The Federal Government has put in place several strategies to help low-income earners boost their superannuation balance and I would urge everyone on a low income to consider implementing at least one of these initiatives.

I know your first response will be most likely that “My super balance is so low it’s not worth worrying about’, but I know from experience that is not the case.

That just focusing on getting $100,000 into super by the time you retire will make a huge difference to the quality of life you can enjoy throughout your retirement and by following three simple steps you could have an extra $55,000 in super in ten years’ time.

More if you have a modest wage of $37,000 a year, your employer will be forced to contribute 12.5 per cent during the next 10 years or a total of $46,250. Combine this with the following strategies, you could easily put an extra $100,000 into super.

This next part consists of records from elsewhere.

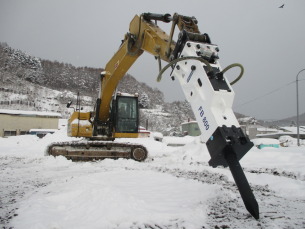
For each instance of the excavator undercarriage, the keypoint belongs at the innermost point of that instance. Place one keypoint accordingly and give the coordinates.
(96, 150)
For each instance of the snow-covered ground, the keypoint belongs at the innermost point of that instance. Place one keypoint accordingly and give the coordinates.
(174, 188)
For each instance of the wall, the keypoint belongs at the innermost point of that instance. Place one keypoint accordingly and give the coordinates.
(22, 123)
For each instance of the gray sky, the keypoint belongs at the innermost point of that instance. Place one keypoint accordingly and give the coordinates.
(266, 40)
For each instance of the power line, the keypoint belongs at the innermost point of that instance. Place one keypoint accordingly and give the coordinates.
(268, 93)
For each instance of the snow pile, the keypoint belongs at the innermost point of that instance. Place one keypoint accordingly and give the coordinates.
(173, 188)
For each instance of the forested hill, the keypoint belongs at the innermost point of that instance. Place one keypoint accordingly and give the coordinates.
(31, 83)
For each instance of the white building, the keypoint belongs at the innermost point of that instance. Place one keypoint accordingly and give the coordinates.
(18, 122)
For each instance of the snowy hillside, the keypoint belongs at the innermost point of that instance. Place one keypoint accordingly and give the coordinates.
(29, 83)
(173, 188)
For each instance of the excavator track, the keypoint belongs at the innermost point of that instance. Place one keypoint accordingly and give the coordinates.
(97, 150)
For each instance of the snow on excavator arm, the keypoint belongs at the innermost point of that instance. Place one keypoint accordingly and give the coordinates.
(194, 62)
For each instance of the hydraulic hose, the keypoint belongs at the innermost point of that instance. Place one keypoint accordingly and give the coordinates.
(206, 63)
(170, 64)
(232, 66)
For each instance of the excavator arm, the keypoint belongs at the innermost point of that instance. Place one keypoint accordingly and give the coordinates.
(194, 63)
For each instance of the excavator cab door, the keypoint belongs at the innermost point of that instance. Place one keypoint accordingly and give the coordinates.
(126, 116)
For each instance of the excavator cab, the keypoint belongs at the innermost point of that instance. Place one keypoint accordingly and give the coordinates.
(125, 115)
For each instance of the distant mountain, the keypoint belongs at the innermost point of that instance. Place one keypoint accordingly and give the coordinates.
(29, 83)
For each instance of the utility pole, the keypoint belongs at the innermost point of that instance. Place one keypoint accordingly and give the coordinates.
(298, 128)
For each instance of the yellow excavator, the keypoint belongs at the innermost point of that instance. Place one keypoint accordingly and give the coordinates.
(194, 63)
(116, 115)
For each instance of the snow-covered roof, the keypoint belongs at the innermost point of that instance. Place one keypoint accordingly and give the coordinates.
(265, 141)
(184, 123)
(30, 113)
(267, 129)
(293, 129)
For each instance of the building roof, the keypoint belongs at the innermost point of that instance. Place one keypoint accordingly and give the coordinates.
(30, 113)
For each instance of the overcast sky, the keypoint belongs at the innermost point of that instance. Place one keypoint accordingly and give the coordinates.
(268, 41)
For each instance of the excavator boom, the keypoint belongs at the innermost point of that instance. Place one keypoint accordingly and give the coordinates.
(194, 63)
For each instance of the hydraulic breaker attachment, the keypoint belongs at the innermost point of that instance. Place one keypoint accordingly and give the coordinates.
(195, 65)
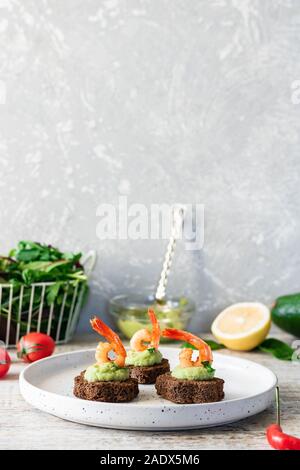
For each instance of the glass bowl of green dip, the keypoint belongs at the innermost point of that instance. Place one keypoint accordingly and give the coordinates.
(130, 313)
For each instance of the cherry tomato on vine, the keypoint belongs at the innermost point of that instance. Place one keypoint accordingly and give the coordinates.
(4, 361)
(35, 346)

 Firstly, you should take advantage of the Federal Government’s co-contribution strategy. Under this scheme, if you earn less than$62,488 and you contribute $1,000 of after-tax money to your super, you will get an automatic contribution of $500 from the Federal Government paid directly to your super account when you complete your tax return each year.

Secondly, if you are married and earning less than $37,000, you should receive the low-income super tax offset which will mean receiving an additional government payment of $500 directly to your super account

Finally, if you earn less than $40,000, your partner can contribute up to $3,000 to your super account each year and so obtain a tax offset of $540, which you could also then contribute to your super.

All up this would mean some $5,500 potentially going into your super each year and some $55,000 across 10 years, of which a third would come from the Federal Government. These are strategies worth taking advantage of.

More from July 1, 2026, whenever you receive a wage payment your employer will be forced to make a compulsory super contribution of 12% at the same time. This will help ensure you get paid your full super and help fast track you to $100,000 in super.